Семья Бестужевых была дружная, братья любили друг друга и сестер, обожали мать (что не всегда бывает с интеллигентными детьми простых матерей). Брат Николай заменял им всем отца, и, хотя был всего на шесть лет старше Александра, но относился к нему, как строгий и любящий ментор. Из сестер самой замечательной была старшая, Елена Александровна, Лешенька, или Лиошенька, как писали её имя братья. Александр посылал сестрам нравоучительные, учтивые и веселые письма, и, разумеется, больше по-французски.
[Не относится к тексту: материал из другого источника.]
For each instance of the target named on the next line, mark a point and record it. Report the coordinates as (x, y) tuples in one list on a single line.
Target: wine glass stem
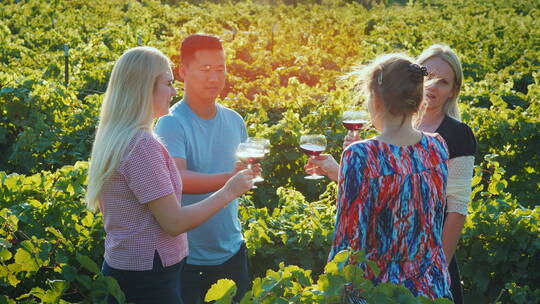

Но что это был за французский язык! «Soyez en santé et ne fâchez pas!» – писал он им. «О, Dieu, Dieu!» – хочется воскликнуть с ним вместе (как неподражаемо в своем дневнике переводил он русское «Боже, Боже!»).
Этой хорошей, дружной и даровитой семье предстояло, казалось, счастливое будущее. Уже недалеко было время, когда могло успокоиться тревожное материнское сердце: шутка ли выкормить и вывести в люди небогатой вдове четырех мальчиков и трех девиц? Но декабрьская буря разметала во все стороны уютное бестужевское гнездо.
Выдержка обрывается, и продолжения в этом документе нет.